Black matter also regulates muscle tone and maintaining posture, is involved in the regulation of the acts of chewing, swallowing, blood pressure and breathing, i.e. the activity of the substantia nigra is closely related to the work of the medulla oblongata.

Thus, the midbrain regulates muscle tone, which is a necessary condition for coordinated movements.

Tonic reflexes are divided into two groups: static and statokinetic. Static reflexes occur when the position of the body, especially the head, changes in space. Statokinetic reflexes appear when the body moves in space, when the speed of movement changes (rotational or linear).

Due to the midbrain, the reflex activity of the body expands (orienting reflexes to sound and visual stimuli appear).

Diencephalon.

The diencephalon is part of the anterior part of the brain stem. The main formations of the diencephalon are visual cortex (thalamus) and subtubercular region (hypothalamus).

Visual tuberosities- massive paired formation, they occupy the bulk of the diencephalon. Through the visual hillocks, information from all receptors in our body, with the exception of the olfactory ones, arrives to the cerebral cortex.

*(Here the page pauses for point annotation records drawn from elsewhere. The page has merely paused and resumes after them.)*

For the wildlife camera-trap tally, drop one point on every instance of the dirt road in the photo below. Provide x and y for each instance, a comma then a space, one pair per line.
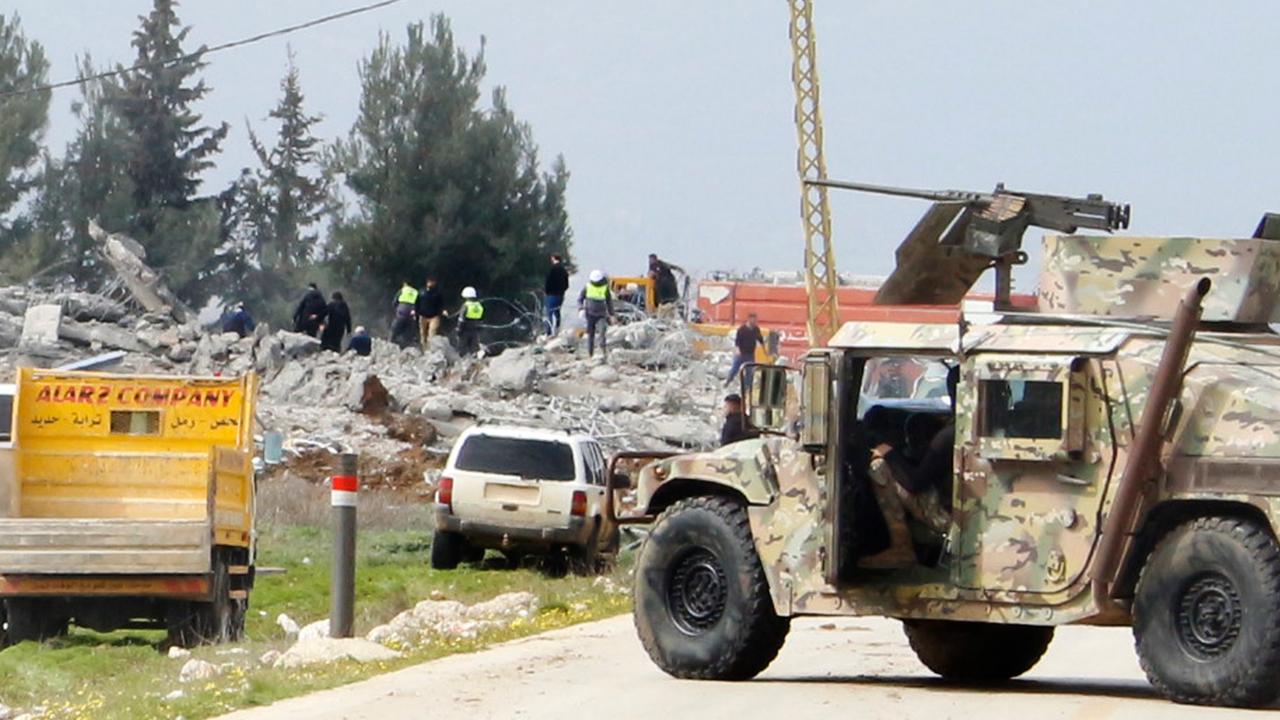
858, 668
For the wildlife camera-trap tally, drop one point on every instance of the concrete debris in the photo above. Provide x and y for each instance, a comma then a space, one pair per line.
288, 624
195, 670
312, 630
658, 390
433, 619
515, 370
318, 651
128, 259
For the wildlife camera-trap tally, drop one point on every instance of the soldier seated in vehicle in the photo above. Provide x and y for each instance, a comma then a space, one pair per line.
920, 490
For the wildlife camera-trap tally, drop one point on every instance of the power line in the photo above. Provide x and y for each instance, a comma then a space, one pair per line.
204, 51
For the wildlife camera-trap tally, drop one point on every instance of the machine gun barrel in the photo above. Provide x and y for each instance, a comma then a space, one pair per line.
1052, 212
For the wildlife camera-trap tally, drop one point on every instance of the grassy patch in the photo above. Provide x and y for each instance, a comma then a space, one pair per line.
122, 675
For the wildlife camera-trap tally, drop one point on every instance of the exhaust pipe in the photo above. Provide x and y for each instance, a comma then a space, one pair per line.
1144, 452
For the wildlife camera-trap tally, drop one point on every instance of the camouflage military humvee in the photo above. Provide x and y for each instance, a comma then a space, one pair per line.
1115, 461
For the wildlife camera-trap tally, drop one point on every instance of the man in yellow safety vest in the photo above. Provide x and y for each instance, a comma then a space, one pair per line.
597, 305
469, 322
402, 327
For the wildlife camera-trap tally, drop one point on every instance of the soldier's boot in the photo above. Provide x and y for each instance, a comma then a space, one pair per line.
900, 552
927, 507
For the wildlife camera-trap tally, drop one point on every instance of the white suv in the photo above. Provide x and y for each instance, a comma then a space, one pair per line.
524, 491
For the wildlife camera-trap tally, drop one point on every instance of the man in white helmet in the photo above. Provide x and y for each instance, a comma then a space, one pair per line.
597, 306
469, 322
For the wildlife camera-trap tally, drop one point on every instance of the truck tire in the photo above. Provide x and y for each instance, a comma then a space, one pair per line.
1206, 616
219, 620
977, 652
31, 619
447, 550
585, 559
702, 600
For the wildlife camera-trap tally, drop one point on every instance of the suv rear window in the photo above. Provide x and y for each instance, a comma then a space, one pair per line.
530, 459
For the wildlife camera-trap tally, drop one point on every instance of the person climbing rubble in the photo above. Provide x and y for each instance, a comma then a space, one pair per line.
554, 290
736, 425
310, 311
430, 311
405, 309
595, 305
745, 341
663, 276
337, 323
469, 322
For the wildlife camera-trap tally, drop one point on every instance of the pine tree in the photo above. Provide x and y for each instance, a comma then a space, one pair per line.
296, 200
22, 121
442, 186
170, 147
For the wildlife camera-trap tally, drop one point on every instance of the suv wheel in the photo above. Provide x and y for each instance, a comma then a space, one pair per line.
977, 652
702, 601
1206, 616
447, 550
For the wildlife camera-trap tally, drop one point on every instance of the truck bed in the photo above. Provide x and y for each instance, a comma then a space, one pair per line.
110, 547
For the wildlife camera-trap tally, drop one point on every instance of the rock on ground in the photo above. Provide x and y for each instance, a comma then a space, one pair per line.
312, 630
197, 670
316, 651
513, 372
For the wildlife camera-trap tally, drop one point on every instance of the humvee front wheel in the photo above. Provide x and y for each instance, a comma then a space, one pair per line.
702, 600
1206, 618
977, 652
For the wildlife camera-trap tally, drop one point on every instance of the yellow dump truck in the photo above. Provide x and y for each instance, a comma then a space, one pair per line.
126, 501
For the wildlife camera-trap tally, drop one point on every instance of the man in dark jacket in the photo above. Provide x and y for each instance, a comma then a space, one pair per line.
337, 323
735, 427
360, 342
554, 288
240, 322
663, 276
310, 311
430, 310
745, 341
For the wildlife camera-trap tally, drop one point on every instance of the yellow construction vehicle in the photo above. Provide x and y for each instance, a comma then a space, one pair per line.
127, 501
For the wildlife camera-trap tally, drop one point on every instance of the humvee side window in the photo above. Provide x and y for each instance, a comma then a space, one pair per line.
1022, 409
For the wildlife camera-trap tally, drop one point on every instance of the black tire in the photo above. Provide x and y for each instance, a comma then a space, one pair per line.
1206, 616
32, 619
702, 600
447, 550
977, 652
584, 559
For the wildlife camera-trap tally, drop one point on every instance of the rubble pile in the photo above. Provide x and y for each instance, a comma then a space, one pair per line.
659, 387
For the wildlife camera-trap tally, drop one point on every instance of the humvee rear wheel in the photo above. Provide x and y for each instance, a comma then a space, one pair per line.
977, 652
1206, 618
702, 601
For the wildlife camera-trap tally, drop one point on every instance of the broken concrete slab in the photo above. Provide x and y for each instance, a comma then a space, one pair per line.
128, 259
512, 372
318, 651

If the visual tuberosities are damaged, a person experiences a complete loss of sensitivity or a decrease in sensitivity by opposite side, the contraction of facial muscles that accompanies emotions disappears, sleep disorders, decreased hearing, vision, etc. may occur.

Hypothalamic (subthalamic) region participates in regulation various types metabolism (proteins, fats, carbohydrates, salts, water), regulates heat generation and heat transfer, sleep and wakefulness. In the nuclei of the hypothalamus, a number of hormones are formed, which are then deposited in the posterior lobe of the pituitary gland. The anterior parts of the hypothalamus are the highest centers of the parasympathetic nervous system, the posterior parts of the sympathetic nervous system. The hypothalamus is involved in the regulation of many autonomic functions of the body.

Basal ganglia.

The subcortical, or basal, nuclei include three paired formations: the caudate nucleus and the shell of the lentiform nucleus (or striatum) and the globus pallidus. The basal ganglia are located inside the cerebral hemispheres, in their lower part, between the frontal lobes and the diencephalon.

Striatum regulates complex motor functions, unconditioned reflex reactions of a chain nature: running, swimming, jumping. In addition, the striatum, through the hypothalamus, regulates the autonomic functions of the body, and also, together with the nuclei of the diencephalon, ensures the implementation of complex unconditioned reflexes of a chain nature - instincts.

Pale ball is the center of complex motor reflex reactions (walking, running), forms complex facial reactions, and participates in ensuring the correct distribution of muscle tone. When the globus pallidus is affected, movements lose their smoothness, become clumsy, and constrained.